The next day, Sarah, Lawrence, Charlie, and Little Bee take a day-trip to South Bank in London. While Little Bee looks at the throngs of people in the city, she considers simply disappearing amongst them and takes her first steps until she realizes she cannot bear to leave Charlie behind, especially since she knows that Lawrence does not love him. Little Bee plays with Charlie next to the river, and Charlie reveals that he can’t take his Batman costume off because he thinks that if he stops being Batman, his father will be truly dead. Little Bee assures him that this isn’t true and reveals that her identity as Little Bee is a costume too. Charlie wants to know her real name, so Little Bee offers that if he’ll take off his Batman costume, she’ll tell him what her real name is, but Charlie refuses. While Lawrence plays with Charlie, Sarah tells Little Bee that she found thousands of pages of research in Andrew’s study about the Nigerian oil wars and the refugee crisis in England and thinks he was planning to write a book on it. Sarah wants to continue his work herself, and calls her boss to tell him that she is quitting her job.

In a moment while nobody is watching him, Charlie disappears, prompting a frantic search in which they all fear that Charlie fell in the river and drowned. As they search, Lawrence gives Little Bee his cell phone and tells her to call the police. She does so, but Lawrence finds Charlie before they arrive. However, when the police do arrive, one of them suspects Little Bee of being an illegal immigrant and arrests her. That night in prison, Sarah visits Little Bee and Little Bee confesses that she did not save Andrew from his death. Surprisingly, Sarah is not angry, but confesses that she feels as if she did not do enough to save him either.

The police deport Little Bee three days later, but after she is seated on a plane back to Nigeria, she discovers that Sarah and Charlie are on board as well. Sarah announces that Little Bee is her family now, and she is never going to stop trying to save her. Little Bee knows that since she witnessed the oil companies’ genocides, her own government will try to illegally kill her when she returns. To prevent this, Sarah stays by Little Bee’s side at all times, reasoning correctly that the Nigerian authorities would not dare commit such a heinous action in front of a British journalist. Sarah and Little Bee spend the next several weeks meeting survivors like Little Bee and recording their stories, and Sarah hopes that by publicizing what is happening in Nigeria, she might save Little Bee and other refugees’ lives.

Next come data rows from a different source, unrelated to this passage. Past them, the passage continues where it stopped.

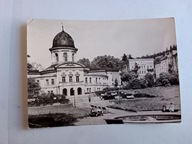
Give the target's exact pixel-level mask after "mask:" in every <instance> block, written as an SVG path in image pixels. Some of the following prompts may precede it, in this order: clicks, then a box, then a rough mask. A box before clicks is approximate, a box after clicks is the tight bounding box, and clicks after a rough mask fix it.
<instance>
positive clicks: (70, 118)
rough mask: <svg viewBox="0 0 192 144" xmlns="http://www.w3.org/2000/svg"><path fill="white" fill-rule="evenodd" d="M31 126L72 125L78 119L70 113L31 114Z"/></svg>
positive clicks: (30, 123) (67, 125)
mask: <svg viewBox="0 0 192 144" xmlns="http://www.w3.org/2000/svg"><path fill="white" fill-rule="evenodd" d="M28 121H29V127H30V128H40V127H55V126H71V125H74V124H73V123H74V122H76V121H77V119H76V118H75V117H74V116H73V115H70V114H43V115H30V116H29V118H28Z"/></svg>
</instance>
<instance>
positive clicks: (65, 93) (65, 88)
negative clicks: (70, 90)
mask: <svg viewBox="0 0 192 144" xmlns="http://www.w3.org/2000/svg"><path fill="white" fill-rule="evenodd" d="M63 95H65V96H67V89H66V88H64V89H63Z"/></svg>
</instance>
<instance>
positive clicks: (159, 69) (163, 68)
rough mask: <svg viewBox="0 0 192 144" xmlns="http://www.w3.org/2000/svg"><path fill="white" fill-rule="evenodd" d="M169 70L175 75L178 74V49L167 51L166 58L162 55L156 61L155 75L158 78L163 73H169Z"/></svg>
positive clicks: (156, 59) (169, 50) (155, 61)
mask: <svg viewBox="0 0 192 144" xmlns="http://www.w3.org/2000/svg"><path fill="white" fill-rule="evenodd" d="M169 69H172V70H173V71H174V72H175V73H178V60H177V50H176V49H171V50H167V51H166V52H165V54H164V56H163V55H162V56H161V57H158V58H157V59H156V60H155V74H156V77H157V78H158V77H159V74H160V73H162V72H165V73H169Z"/></svg>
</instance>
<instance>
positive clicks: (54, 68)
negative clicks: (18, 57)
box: [27, 18, 181, 128]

Sarah and Little Bee risk taking a trip to the beach so that Little Bee can bid Nkiruka a proper farewell. As they stand on the beach together, Charlie plays with the Nigerian children in his Batman costume. However, three soldiers start coming up the beach; Sarah knows they are looking for Little Bee. Little Bee runs up the shore to hide, but when the soldiers are talking with Sarah, pointing their rifles at her, Charlie runs towards Little Bee. One of the soldiers shoot at Charlie but misses, and Little Bee runs towards him scoops him up in her arms, revealing herself. As Little Bee holds Charlie, she asks him to take off his Batman costume so he can play freely with the other children. She tells him her real name is Udo, and Charlie, emboldened by her courage, takes off his costume and runs to play with the other children in his own skin. Even as the soldiers reach Little Bee, she thinks the sight of Charlie playing freely and being himself is so beautiful that she cries tears of joy.